ピアノの生徒が「チカ先生」ではなく「トゥィカ先生」という発音をする子が多いことは以前から気がついていました。

最近のアイドルや歌手、若い役者さんも、以前とはちょっと違うように思います。

合唱団の指導を始めてからは、さらに確信を強めました。

例としては、

上記のように
・[ti]が[tui]になってしまう場合。

「テレビ」が「テデビ」または「テエビ」、「あれ?」が「あで?」となってしまうように、
・[r]や[L]の発音が不得意な場合。

「ナガイ」が「ナアイ」となる
・[ng]が不得意な場合

などがあります。

子どものうちはこういうしゃべり方はごく普通ですし、タレントや有名人に見られる個性的な話し方、または江戸っ子のように地域による言語文化もありますので、全てがスタンダードにいかなくてもいいと思います。
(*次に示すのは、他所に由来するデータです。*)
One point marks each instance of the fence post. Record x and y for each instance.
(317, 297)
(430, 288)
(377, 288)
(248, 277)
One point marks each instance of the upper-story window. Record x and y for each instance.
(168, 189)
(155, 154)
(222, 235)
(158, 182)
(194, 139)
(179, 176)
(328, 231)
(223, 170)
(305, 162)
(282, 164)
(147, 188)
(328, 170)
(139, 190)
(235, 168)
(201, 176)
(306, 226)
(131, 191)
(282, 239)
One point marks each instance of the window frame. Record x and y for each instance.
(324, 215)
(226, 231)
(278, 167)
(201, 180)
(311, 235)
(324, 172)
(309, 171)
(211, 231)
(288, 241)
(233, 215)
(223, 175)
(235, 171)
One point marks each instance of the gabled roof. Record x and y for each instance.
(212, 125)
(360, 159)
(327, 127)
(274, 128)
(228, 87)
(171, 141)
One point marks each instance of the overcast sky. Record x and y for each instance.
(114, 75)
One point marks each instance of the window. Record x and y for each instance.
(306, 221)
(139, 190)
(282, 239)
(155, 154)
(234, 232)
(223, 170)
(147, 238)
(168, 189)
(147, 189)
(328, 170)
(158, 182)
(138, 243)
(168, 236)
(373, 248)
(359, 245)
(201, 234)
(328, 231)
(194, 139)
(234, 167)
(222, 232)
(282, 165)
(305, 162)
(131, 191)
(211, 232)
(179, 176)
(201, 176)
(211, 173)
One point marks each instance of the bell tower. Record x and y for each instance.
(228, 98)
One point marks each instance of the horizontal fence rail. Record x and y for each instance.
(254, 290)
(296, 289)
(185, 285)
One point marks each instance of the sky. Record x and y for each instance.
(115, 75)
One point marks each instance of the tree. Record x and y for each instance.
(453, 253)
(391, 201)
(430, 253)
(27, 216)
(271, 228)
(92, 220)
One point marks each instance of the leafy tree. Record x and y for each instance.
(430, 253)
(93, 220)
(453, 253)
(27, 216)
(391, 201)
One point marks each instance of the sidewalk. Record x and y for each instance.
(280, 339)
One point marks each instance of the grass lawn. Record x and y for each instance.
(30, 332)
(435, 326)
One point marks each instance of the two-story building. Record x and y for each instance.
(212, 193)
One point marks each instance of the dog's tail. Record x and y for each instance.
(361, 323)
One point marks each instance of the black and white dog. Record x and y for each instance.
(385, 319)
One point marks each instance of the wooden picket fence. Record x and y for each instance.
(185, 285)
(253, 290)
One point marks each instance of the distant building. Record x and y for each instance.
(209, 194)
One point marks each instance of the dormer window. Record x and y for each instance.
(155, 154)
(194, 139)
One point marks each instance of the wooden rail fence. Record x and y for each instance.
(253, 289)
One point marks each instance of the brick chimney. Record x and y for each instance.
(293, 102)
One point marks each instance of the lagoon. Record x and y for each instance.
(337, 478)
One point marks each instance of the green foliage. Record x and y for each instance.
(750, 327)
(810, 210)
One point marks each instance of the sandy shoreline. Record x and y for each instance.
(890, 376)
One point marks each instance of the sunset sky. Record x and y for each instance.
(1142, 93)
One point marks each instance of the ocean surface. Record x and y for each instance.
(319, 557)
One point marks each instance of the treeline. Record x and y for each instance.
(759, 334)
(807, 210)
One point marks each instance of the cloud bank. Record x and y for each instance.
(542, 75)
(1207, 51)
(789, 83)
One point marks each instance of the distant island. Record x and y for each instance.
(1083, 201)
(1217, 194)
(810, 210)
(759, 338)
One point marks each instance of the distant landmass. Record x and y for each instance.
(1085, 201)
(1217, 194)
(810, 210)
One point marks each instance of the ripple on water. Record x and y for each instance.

しかし歌の場合においては、これらのしゃべり方を訓練をしていく必要があります。
旋律も大事ですが、他の器楽と圧倒的な違いは、言葉で表現するものだからです。

[r]や[L]はもともと日本人はあまり得意ではないと言われていますが、特に外国歌曲において[r]の巻き舌や、[L]の発音が出来ないのはとても不利です。

そしてもう一つ、発音の違いはダイレクトに発声にも影響します。
口の中を広く保ち、舌が思い通りにコントロール出来て、初めてベルカントな良く響く深い発声が可能なのです。

原因は様々な仮説があり、

・柔らかい食事が多くなり、あまり噛まなくなったせいで、舌の機能が発達せず、アゴが弱ってしまいたるんでいる。

・現代人はアゴが細く小さいことから口の容積が狭い。

・住宅環境や生活環境の変化で大きな声で話したり笑ったりすることがあまりないため口の動きが小さくなってしまう。

などがあげられます。

また,子どもの頃歯の矯正を行ったとき、矯正器具が舌にひっかかり、しゃべり方にクセがついてしまった方もいるようです。

そういえば、イタリア人はほぼ全員巻き舌が出来るそうです。
しかし最近はたまに巻き舌が出来ない方がいらっしゃると聞きましたが、食の影響でしょうか?

歌だけでなく、講演などで滑舌が良いのは気持ちいいものですし、何より説得力が何倍も違います。
せっかく素晴らしい内容でも、声がこもってしまったり、たどたどしかったりして伝わらなかったらもったいないですね。

合唱団に入団した男声団員が、「声が通るようになって、英語の[r]や[L]も発音しやすくなり、仕事でのプレゼンに自信がついた」と言っていました。

これからのビジネスマンにとって、発音や話し方をマスターすることも大切なことなのですね。